Microrrelatos inéditos de Lorena Escudero

Cementerio de bicicletas Tras la estación de trenes hay un verdadero cementerio de bicicletas. Somos muy listos y lo hacemos muy rápido. En cada fila caben exactamente cincuenta y dos bicis, y cada sábado temprano se completan las primeras filas. Entonces actuamos nosotros, muy deprisa. Abrimos los candados de las bicicletas de la primera fila y las movemos a la última. Después permutamos todos los candados. Tenemos que darnos prisa, tardamos casi toda la mañana en realizar esta operación. Pero somos muy listos, y cuando los dueños regresan, ninguno es capaz de llevarse su bici: o no la encuentran o su llave no sirve. Así se van olvidando, abandonando, perecen cada sábado cincuenta y dos bicicletas más, crece el cementerio. Nos divertimos mucho y somos muy listos, aunque en realidad no sabemos qué sucede con las que dejamos en la última fila. Van desapareciendo cada semana, se las comen los gusanos.

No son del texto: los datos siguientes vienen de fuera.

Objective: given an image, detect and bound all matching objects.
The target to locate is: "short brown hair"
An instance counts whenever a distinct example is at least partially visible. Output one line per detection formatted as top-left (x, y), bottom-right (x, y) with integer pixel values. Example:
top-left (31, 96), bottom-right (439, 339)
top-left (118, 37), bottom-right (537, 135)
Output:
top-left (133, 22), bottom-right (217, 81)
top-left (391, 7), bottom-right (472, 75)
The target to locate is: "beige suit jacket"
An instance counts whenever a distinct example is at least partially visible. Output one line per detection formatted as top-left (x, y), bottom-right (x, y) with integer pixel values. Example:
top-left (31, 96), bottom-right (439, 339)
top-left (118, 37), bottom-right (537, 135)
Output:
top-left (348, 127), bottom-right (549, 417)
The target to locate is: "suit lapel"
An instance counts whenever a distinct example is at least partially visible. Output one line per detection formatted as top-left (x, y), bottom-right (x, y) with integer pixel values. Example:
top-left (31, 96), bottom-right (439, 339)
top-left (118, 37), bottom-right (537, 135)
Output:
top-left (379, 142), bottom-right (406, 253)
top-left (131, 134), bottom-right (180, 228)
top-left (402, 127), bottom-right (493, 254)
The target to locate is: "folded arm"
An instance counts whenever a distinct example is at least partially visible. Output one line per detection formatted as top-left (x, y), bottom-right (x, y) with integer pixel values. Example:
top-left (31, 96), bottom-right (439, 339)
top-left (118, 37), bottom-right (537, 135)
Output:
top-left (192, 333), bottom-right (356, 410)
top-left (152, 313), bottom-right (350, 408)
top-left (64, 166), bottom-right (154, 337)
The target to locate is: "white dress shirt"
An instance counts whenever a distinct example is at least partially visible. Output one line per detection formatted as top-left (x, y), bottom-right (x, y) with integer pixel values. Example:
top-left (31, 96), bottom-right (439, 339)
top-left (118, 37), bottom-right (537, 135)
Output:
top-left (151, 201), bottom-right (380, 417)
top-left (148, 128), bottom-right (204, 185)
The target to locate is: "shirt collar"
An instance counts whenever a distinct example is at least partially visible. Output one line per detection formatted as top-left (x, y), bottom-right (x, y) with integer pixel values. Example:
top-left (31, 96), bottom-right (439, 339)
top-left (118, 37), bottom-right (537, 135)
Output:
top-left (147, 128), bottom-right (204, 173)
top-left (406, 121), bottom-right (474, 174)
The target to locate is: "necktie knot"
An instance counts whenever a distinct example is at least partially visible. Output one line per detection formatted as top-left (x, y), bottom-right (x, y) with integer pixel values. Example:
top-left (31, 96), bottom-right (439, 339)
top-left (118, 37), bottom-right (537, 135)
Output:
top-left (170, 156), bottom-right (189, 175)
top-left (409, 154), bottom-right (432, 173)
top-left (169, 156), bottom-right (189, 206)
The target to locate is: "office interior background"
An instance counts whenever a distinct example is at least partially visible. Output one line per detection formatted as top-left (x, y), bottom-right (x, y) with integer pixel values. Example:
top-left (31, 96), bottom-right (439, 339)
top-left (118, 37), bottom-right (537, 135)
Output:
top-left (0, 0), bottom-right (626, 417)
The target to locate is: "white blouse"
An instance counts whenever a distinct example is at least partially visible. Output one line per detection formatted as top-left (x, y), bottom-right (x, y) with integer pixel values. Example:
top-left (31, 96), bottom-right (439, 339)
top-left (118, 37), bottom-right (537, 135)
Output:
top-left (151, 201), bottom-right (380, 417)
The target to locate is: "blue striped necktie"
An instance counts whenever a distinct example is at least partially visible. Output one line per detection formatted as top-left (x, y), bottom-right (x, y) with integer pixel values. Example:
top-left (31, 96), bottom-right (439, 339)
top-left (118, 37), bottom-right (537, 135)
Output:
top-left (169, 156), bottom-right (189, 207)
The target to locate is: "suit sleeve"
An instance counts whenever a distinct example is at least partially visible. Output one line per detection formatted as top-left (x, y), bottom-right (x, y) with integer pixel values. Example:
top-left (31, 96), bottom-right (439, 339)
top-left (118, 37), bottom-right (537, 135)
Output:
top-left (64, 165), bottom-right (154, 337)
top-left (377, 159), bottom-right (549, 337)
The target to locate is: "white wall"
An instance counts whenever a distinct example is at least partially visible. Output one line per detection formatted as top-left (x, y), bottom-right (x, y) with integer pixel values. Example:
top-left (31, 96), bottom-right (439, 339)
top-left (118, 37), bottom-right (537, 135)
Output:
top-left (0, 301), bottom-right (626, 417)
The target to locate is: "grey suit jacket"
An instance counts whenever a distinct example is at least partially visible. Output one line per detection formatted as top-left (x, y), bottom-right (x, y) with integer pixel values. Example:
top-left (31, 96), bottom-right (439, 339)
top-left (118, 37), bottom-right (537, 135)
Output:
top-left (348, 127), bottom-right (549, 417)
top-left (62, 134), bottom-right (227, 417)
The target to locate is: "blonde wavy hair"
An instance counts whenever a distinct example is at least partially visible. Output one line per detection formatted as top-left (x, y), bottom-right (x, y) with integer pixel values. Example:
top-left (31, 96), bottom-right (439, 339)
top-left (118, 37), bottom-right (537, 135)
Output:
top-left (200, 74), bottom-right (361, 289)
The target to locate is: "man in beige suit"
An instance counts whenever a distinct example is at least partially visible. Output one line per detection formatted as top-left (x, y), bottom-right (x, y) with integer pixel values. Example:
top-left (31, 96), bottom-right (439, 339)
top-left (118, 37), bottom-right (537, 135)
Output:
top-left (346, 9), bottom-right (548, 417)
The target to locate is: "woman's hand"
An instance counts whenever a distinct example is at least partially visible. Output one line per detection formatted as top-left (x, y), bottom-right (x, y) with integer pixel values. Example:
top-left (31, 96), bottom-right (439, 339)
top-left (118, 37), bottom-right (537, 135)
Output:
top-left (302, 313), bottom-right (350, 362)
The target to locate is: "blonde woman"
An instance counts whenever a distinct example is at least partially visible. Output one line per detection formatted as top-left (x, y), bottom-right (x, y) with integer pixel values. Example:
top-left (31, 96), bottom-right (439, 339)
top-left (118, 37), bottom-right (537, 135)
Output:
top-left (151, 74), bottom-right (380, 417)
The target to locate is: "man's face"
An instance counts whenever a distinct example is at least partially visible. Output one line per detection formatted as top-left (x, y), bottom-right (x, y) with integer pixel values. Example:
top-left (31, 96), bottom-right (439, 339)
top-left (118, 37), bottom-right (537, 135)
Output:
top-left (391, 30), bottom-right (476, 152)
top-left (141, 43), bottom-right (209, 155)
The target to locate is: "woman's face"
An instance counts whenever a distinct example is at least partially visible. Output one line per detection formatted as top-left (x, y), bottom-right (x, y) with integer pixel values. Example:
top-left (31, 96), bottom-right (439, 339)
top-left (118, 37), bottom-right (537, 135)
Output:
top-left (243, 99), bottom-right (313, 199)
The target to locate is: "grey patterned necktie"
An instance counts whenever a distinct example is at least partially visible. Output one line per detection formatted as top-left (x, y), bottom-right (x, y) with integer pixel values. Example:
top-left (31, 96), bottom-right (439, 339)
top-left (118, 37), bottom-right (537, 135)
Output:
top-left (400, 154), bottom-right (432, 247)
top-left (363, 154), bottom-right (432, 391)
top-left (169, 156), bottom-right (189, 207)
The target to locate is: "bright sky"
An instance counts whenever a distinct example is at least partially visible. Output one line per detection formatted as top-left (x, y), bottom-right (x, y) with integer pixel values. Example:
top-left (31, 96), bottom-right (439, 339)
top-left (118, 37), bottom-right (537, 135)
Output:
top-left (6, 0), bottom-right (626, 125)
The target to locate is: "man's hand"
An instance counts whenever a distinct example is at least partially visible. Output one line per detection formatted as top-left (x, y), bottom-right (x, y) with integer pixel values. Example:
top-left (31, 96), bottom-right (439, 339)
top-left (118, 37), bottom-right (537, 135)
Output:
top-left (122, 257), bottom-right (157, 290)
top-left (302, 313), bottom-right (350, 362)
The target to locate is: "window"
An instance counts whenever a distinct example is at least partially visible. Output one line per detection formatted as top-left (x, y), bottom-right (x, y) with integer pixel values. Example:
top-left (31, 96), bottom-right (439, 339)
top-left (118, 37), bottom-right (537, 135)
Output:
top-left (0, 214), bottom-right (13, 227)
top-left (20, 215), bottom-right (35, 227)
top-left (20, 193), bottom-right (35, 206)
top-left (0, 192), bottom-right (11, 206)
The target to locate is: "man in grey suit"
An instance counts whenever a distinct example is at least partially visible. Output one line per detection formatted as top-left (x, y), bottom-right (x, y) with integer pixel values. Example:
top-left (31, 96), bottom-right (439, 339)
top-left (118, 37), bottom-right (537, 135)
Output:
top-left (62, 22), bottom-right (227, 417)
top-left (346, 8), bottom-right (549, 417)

Carta junto a una carta Amor. Con esta nota intentaré paliar la sorpresa por mi marcha, explicar la razón de la carta que acompaña. Durante todo este tiempo he escrito sobre las cosas que he callado, que no queríamos oír. Pensamientos destinados al silencio que oprimían mi garganta y debían ser expulsados de algún modo. Así comencé a escribirte cartas. En algunas te explico cuánto te quiero y por qué sé que lo nuestro funcionará. En otras te odio y te culpo de que lo nuestro no funcione. Todos los matices de ambos extremos han sido volcados al papel. Y son demasiadas cartas. Amenazan mi cordura apilándose en las estanterías. Su número advierte que no pueden ser ignoradas, que ha de haber un final. Así que he cogido una al azar. No sé cuándo fue escrita, ni si contiene un dulce o amargo desenlace, pero ya no importa. Te dejo que leas. Siempre.


Lorena Escudero. Microrrelatos inéditos

Los pescadores de perlas

Lorena Escudero (1985) vive dentro de un cajón de su escritorio. Nació en Soria y creció en Salamanca, y acaba de publicar su primer libro de microrrelatos titulado Negativos (Torremozas). Lorena quisiera ofrecerse en sacrificio a tiempo completo a la musa, pero se distrae fácilmente con la Física de las cosas (hace poco terminó también su doctorado en Física de Partículas).

Los campos de batalla Algunas veces su casa, claro, porque a los dos nos gusta ese juego de invasión y dominio, tener la seguridad de tus toallas y tu champú, las cerillas que compraste la semana pasada a mano. Dejar que después falten algunas. Otras veces mi apartamento, introducirla en mis reglas y mi orden, donde las cosas son del color que me gusta, donde yo elijo el aroma de las velas. Dejar que predomine su perfume después. También terreno neutral: ciudades nuevas para ambos, habitaciones de hotel, tácticas y estrategias para conseguir el poder, el lado preciso de la cama, la elección del menú. Es importante mantener el equilibrio y evitar acorralamientos como visitas familiares o cenas en casa de amigos. Trabajar para que cada rincón sea finalmente parte de un inmenso campo de batalla: un cepillo de dientes, una camiseta olvidada, fotografías, sábanas compradas juntos, cajones compartidos. Y librar un día la batalla perfecta, la total rendición mutua.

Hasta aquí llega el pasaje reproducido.